Ernst Busch (6 July 1885 – 17 July 1945) was a Field Marshal of Nazi Germany's Wehrmacht during World War II.
Biography[]
Ernst Busch was born on 6 July 1885 in Essen-Steele in the Ruhr region of Westphalia in the German Empire (present-day North Rhine-Westphalia, Germany). He enlisted in the Prussian Army in 1904 and served in World War I, and was promoted to command the German 9th Infantry Regiment in 1930 with the rank of Colonel in the Reichswehr. In 1939 he served under Wilhelm List in the invasion of Poland at the start of World War II, and he became commander of the German 16th Army during their offensive into Belgium and France.
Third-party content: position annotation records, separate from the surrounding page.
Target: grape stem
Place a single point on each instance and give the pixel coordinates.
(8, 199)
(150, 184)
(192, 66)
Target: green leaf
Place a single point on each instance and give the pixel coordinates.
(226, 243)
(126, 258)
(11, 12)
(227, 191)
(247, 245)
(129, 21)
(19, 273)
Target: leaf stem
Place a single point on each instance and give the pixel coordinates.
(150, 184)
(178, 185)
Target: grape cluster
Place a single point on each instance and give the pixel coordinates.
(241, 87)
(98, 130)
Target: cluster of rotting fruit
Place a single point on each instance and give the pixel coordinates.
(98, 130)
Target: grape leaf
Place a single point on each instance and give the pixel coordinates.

His army fought in the Eastern Front against the Soviet Union at the Siege of Leningrad and was made a Field Marshal and commander of Army Group Centre in 1943. However, after Operation Bagration's success in June 1944, Busch was sacked by Adolf Hitler. In March 1945 he became the commander of Army Group Northwest and attempted to halt the advance of Bernard Montgomery's British forces in Northwest Europe in the Netherlands, but on 3 May 1945 he surrendered German forces in the Netherlands, northern Germany, and Denmark at Luneburg Heath. He died at Aldershot, England in a prisoner-of-war camp at the age of 60 in 1945.